Müslümanların hicretin 2. yılında (624) Mekkeli müşrikleri ağır yenilgiye uğrattıkları Bedir Savaşı’ndan sonra cereyan eden Uhud Savaşı, başından sonuna kadar ibretâmîz bir hadisedir. Bu savaş, gerek sebepleri gerekse sonuçlarıyla Müslümanların kıyamete kadar dikkat etmesi gereken konuların bir kısmını da içermesi cihetiyle hayati önem taşımaktadır.
Bilindiği gibi Mekkeli müşrikler, Bedir Savaşı’nda yaşadıkları ağır yenilginin intikamını almak için 2000’i paralı asker olmak üzere toplam 3000 kişilik bir ordu teşkil etmişti. Ebu Süfyân kumandasındaki ordunun Medine’ye doğru hareket ettiğini Gıfâr kabilesine mensup biri vasıtasıyla öğrenen Hz. Abbas, durumu Peygamber Efendimize (S.A.V.) iletmişti.

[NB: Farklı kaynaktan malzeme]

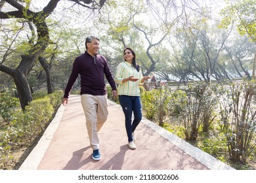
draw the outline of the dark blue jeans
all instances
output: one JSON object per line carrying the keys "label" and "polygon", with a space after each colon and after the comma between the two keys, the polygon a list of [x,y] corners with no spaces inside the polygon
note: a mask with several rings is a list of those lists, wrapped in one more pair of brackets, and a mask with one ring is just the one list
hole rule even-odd
{"label": "dark blue jeans", "polygon": [[[131,142],[133,141],[132,133],[135,130],[142,118],[140,97],[121,95],[119,95],[119,101],[125,114],[128,142]],[[132,122],[133,112],[134,119]]]}

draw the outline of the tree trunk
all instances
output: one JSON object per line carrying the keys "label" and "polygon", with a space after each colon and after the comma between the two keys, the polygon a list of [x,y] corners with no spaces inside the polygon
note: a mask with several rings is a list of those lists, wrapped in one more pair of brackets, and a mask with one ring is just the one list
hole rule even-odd
{"label": "tree trunk", "polygon": [[23,110],[28,103],[33,100],[30,85],[24,75],[19,71],[16,71],[12,76],[18,91],[20,106]]}
{"label": "tree trunk", "polygon": [[43,58],[42,57],[39,57],[39,60],[41,63],[41,65],[43,67],[43,69],[45,71],[46,74],[46,81],[47,83],[47,93],[51,94],[53,93],[53,85],[51,82],[51,74],[50,74],[50,65],[47,63],[47,62],[45,60],[45,58]]}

Peygamber Efendimiz (S.A.V.) de görevlendirdiği sahabeler vasıtasıyla müşrik ordusunun durumu, asker sayısı ve konaklama yerleri gibi bilgileri öğrenmiş, ordunun Medine’ye yaklaştığı hengâmda şehirde nöbet tutturmuştu.
Peygamber Efendimiz (S.A.V.), müşriklere nasıl karşılık verileceği hususunda Sahâbelerle istişare etmiş; gördüğü rüya üzerine Medine’de kalıp, kadın ve çocukları güvenli yerlere yerleştirerek savunma savaşı yapılmasını tercih ettiğini açıklamıştı. Ancak, özellikle Bedir Savaşı’na katılamayan heyecanlı gençler ile Hz. Hamza, Sa’d b. Ubâde, Numan b. Mâlik gibi sahabeler savunma savaşı değil, Medine’nin dışında düşmanla savaşılması konusunda ısrar etmişti.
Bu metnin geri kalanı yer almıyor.